While today’s announcement from FCC Chair Tom Wheeler that the commission would take another stab at writing net neutrality rules — thus preventing ISPs like Verizon, Comcast, and Time Warner Cable from blocking or throttling access to certain sites for its customers — the re-establishment of the Open Internet guidelines still wouldn’t do much to end some of the current Netflix-related hiccups customers are seeing.
This is because the net neutrality rules only deal with how ISPs handle data during that so-called “last mile” of service directly to the end-user.

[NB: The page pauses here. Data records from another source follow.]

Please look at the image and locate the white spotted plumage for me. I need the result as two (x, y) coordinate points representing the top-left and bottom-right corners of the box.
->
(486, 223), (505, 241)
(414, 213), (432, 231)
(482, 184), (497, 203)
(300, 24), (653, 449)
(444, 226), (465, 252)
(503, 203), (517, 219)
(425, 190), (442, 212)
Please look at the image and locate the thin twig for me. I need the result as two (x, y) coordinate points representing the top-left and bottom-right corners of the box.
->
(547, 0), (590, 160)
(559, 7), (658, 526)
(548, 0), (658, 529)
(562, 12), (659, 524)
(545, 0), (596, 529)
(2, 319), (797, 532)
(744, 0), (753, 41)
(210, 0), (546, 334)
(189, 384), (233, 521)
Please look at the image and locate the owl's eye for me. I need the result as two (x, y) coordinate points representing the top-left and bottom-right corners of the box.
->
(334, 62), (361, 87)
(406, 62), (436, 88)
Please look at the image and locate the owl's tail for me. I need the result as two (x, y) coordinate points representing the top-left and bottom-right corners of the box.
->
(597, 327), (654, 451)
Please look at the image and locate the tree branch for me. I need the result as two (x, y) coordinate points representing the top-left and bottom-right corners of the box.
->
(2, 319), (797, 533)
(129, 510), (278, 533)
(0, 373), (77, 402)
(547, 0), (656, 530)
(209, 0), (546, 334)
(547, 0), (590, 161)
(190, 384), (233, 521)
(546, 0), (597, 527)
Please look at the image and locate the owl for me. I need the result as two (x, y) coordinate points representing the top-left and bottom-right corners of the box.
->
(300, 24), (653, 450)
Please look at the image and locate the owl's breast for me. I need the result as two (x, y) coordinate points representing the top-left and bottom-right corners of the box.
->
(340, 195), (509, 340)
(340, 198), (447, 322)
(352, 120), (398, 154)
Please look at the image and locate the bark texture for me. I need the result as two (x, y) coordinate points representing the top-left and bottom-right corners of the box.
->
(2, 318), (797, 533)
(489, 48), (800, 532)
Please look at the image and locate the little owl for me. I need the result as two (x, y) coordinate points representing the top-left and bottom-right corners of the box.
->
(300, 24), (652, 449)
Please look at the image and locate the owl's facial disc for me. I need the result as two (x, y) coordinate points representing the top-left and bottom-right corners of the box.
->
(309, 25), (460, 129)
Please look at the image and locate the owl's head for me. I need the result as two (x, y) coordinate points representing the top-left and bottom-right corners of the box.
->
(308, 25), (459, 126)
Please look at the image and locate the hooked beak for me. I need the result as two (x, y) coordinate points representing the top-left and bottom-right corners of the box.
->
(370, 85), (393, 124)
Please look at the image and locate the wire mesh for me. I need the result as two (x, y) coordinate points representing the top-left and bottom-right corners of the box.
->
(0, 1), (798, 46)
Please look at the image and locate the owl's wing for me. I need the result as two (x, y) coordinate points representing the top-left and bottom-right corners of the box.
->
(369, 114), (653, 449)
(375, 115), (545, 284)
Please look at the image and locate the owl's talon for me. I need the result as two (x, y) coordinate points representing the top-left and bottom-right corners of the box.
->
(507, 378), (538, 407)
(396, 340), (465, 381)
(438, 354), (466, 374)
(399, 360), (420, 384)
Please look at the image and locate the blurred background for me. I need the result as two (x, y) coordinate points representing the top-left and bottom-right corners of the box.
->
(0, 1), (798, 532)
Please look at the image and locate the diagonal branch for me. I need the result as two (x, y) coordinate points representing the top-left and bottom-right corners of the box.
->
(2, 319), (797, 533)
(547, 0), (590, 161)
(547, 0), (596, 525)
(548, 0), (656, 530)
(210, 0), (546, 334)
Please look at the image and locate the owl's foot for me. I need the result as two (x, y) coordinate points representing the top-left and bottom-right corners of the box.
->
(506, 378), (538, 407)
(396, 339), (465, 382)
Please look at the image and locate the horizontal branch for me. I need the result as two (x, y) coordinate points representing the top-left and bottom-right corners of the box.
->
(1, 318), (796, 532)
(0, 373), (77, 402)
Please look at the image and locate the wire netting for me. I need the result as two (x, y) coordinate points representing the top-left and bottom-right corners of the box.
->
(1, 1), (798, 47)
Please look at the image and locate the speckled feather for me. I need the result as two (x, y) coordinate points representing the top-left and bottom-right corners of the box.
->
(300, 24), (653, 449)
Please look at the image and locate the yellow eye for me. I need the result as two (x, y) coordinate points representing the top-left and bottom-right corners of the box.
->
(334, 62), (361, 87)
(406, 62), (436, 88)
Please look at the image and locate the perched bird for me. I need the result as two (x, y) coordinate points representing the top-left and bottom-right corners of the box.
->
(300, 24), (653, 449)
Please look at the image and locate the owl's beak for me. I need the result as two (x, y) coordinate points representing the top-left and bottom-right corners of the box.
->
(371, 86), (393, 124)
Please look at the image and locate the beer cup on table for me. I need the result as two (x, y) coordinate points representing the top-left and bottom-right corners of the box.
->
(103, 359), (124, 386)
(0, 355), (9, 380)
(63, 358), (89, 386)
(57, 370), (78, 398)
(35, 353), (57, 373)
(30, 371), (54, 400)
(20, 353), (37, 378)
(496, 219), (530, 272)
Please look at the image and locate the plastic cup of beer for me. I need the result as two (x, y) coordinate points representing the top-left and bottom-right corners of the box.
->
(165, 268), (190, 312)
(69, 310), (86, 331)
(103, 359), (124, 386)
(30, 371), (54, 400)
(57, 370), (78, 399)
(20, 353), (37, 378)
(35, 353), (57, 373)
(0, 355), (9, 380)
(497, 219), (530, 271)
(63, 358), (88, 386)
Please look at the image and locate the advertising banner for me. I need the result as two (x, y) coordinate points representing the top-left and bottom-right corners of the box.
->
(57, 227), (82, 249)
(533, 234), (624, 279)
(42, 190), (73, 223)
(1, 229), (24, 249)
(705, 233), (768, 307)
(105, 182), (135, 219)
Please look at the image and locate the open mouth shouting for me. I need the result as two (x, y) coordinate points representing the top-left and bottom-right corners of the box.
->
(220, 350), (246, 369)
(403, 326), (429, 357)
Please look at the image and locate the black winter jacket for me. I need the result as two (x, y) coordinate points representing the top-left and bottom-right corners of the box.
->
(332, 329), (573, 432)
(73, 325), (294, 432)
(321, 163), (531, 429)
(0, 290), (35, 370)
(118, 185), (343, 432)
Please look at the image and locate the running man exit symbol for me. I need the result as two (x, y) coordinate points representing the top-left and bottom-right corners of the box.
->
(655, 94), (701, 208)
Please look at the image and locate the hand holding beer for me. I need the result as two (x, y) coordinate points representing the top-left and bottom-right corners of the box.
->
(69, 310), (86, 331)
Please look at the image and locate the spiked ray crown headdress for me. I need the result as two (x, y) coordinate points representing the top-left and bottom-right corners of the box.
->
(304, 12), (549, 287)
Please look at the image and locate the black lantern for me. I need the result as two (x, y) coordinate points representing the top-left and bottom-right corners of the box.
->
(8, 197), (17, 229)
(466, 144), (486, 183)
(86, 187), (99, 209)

While the reason many Verizon customers are watching House of Cards in fits and starts (or just giving up on it before Kevin Spacey reveals he’s a Hungarian drug lord with Gwyneth Paltrow’s head in a box) is a bottleneck that happens further up the stream.
As we wrote last summer, many months before a federal appeals court gutted net neutrality, the source of the Verizon/Netflix congestion appeared to be occurring at peering ports, the connection between Netflix’s bandwidth provider and the ISP (in this case, Verizon).
Before Netflix became the largest single source of downstream data in the U.S., it was common practice for peering partners to open and close ports as needed to handle traffic.
Cogent Communications, one of Netflix’s largest bandwidth vendors, said last summer that Verizon had previously opened up new ports to ease or prevent congestion when traffic hit around 50% capacity, but that the telecom giant had recently begun letting some ports reach 100% capacity without acting.
Today’s Wall Street Journal provides even more information about the ongoing standoff, with some sources saying Verizon is balking at upgrading its connections to Netflix’s bandwidth providers while others point a finger at Netflix for trying to unload so much data via the least-expensive (and maybe not the most efficient) way possible.
It basically boils down to the fact that long-held peering practices used to work because the extra ports opened by ISPs to alleviate congestion would ultimately be balanced out by the bandwidth providers who picked up the slack for traffic going in the opposite direction. But with video streaming, the upstream bandwidth needed is a sliver of what’s required for bringing HD movies to consumers’ homes.
Verizon apparently doesn’t see the benefit in doing Cogent and Netflix a favor if it isn’t getting anything in return. Since the old net neutrality rules didn’t require ISPs to go above and beyond existing peering arrangements (and the new rules probably won’t cover the topic either), expect Verizon and other ISPs to continue to allow Netflix traffic to build up until the streaming service either cries “Uncle” and pays for better service or routes their traffic in a more efficient (and probably more costly) manner.